GAN-based image fusion technology relies on the adversarial game between the generator and the discriminator to estimate the probability density of the target to generate the fusion image implicitly. In FusionGAN [
21], as pioneers of GAN-based image fusion, Ma et al. further enrich significant target and texture details in fused images by establishing adversarial generative rules between fused images and infrared (visible) images. However, a single discriminator can cause patterns in the fused image to be biased towards either visible or infrared images, which inevitably forces the fused image to be similar to something of little interest in the infrared (visible) image, making it difficult for the fused image to weigh the retention of information such as significant targets and texture detail between the infrared and visible images. Drawing upon GAN frameworks, Ma et al. [
28] introduced an advanced dual-discriminator conditional generative adversarial network to enhance robustness. This approach also aimed to strike a balance between infrared and visible images. Nonetheless, the inherent rivalry between the generator and the discriminator complicates the fine-tuning and control of the resultant fusion images.
1.3. Contribution
To solve some of the abovementioned problems, this study is based on the Nestfuse [
20] network and is further improved to construct an end-to-end multiscale autoencoder network. At the same time, we propose an efficient fusion strategy based on mask and cross-dynamic fusion methods. This strategy enhances the infrared salient features in the image and injects richer texture detail and edge information into the image. The main contributions of this paper are as follows:
(1) We integrate a novel mask generation strategy in the training stage. The resulting fused image retains the more prominent area features and clearer edge texture information of the source image.

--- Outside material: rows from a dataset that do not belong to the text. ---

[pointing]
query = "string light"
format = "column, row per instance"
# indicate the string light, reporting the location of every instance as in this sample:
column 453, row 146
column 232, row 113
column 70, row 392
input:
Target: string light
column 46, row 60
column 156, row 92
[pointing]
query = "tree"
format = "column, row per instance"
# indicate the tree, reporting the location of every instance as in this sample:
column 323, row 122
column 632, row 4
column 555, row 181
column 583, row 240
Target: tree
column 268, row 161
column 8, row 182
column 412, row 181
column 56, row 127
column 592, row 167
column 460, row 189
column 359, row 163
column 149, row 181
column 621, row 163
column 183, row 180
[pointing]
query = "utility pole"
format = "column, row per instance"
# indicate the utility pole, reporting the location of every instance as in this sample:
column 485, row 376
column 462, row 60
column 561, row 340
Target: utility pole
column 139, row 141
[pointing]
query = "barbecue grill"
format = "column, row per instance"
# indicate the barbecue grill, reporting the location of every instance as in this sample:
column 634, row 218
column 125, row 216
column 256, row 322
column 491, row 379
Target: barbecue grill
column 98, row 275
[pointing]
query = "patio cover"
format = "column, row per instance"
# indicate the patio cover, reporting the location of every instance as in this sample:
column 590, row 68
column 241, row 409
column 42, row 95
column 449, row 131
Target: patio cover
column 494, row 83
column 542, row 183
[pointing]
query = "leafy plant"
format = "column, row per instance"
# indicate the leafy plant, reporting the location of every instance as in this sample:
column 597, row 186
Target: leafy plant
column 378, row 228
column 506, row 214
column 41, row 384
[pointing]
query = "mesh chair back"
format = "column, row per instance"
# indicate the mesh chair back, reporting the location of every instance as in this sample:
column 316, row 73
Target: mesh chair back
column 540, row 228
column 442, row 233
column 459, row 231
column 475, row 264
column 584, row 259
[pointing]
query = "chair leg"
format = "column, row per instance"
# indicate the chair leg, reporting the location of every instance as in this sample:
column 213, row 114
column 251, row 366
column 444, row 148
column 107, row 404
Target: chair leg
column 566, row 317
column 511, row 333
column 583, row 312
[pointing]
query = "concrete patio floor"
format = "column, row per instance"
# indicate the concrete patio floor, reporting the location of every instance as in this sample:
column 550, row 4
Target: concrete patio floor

(2) We adopt a cross-dynamic fusion method regarding the fusion layer. In this way, different features in the source images can adaptively fuse in multiple dimensions, further improving the overall fusion effect.
(3) To ensure that the fusion image maintains a mutual balance between retaining rich texture detail and salient features of thermal imaging, we design a blending loss strategy in the fusion stage.
The rest of this article is organized below.
Section 2 details the overall framework of MCDFN and training strategies, mask generation strategies, hybrid loss functions, etc. In
Section 3, we conduct experiments on the proposed method and evaluate the experimental results to demonstrate the effectiveness and generalization of the proposed method. Finally,
Section 4 gives some discussion and conclusions.